The Memory Game has long been a favorite game for all generations. It is easy to play, in fact it is so simple that really young children can play with ease.
It requires observation, concentration and a great memory to win.

Object of the Game

The object of the game is to collect the most matching pairs.

What You'll Need

  • A deck of memory cards. 
  • Two or more players. 
  • A playing surface large enough to lay out all the cards. 
  • Enough seating for players.

Setting Up the Game

  • Shuffle the cards. 
  • Lay out the cards face down in rows forming a large rectangle on the table or floor.
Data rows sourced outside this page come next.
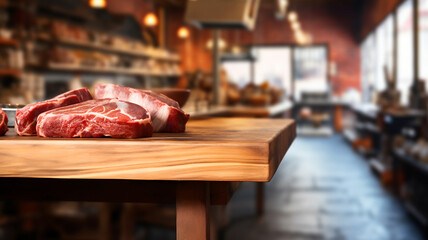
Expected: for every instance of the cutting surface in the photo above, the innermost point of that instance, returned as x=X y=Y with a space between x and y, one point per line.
x=215 y=149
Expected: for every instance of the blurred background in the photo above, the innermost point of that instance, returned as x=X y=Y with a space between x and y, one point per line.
x=351 y=73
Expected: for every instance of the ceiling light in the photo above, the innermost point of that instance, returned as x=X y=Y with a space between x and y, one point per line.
x=295 y=26
x=150 y=20
x=292 y=16
x=183 y=32
x=221 y=44
x=97 y=3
The first layer is set out in a 6 rows x 4 columns pattern as shown in numbers 1 through 24 in the diagram below.

  • Next, place cards 25 and 26 in the middle 2 rows as the 7th column.

  • Repeat the process placing a second card on top of each of the cards already placed making a pair of cards in each of the 26 positions.

Note: Make sure the cards are not touching each other. They need to be able to be flipped over without disturbing any cards around them.
The deck should look like the image above.
  • Decide who will go first. TIP: Typically it is the youngest player that goes first.

Playing The Game

  • The player chooses their first card and carefully turns it over. (Be sure not to bother the surrounding cards) 
  • The player then selects another card and turns it over. 

  • If the two cards are a matching pair (based on color and number) then they take the two cards and start a player stack. The player is awarded another turn for making a match and goes again.

  • If the cards are not a match they are turned back over and placed at the bottom of the pile (if there are 2 cards) and it is now the next players turn. If there is only 1 card then the card is simply turned over.

  • The next player chooses their first card and turns it over. If it is a match for one of the cards the previous player turned over, and that card is back at the top of the 2 card pile, then they try to remember where that matching card was and turn it over. If they are successful at making a match they place the cards in their stack and choose another card. 

  • If the first card turned over was not a match for one previously turned over the player selects another card in an attempt of making a pair. 

  • If they are unsuccessful in making a match they are turned back over and placed at the bottom of the pile (if there are 2 cards) and it is now the next players turn. If there is only 1 card then the card is simply turned over. The turn then passes on to the next player. 
  • A player may decide to turn both cards over from the same pile (i.e. They are on top of each other). If both match then the cards are added to the players stack. If they do not match then the top card (1st card turned over) is placed at the bottom of the pile as per normal. 
  • A players turn is not over until they are unable to make a matching pair. 
  • The game continues in this fashion until all the cards are played.

Winning the Game

Once all the cards have been played the player with the most matching pairs, in their Player Stack, is the winner.


To decrease the difficulty of the game add the rule that the pairs only have to match the number but not the color as well.


Just because it is another players turn definitely doesn't mean you should stop paying attention. The cards that other players flip over could be the match you're looking for and you also need to remember the order in the stack of 2 cards that the match is made.
If you have identified a match, keep track of where they are in the stack and work your way around to bringing both of the cards to the top of their respective stacks. The key is to do it subtly so that your opponent doesn't notice what you are doing…


This game was invented by Kevin Wilson and Amber Wilson.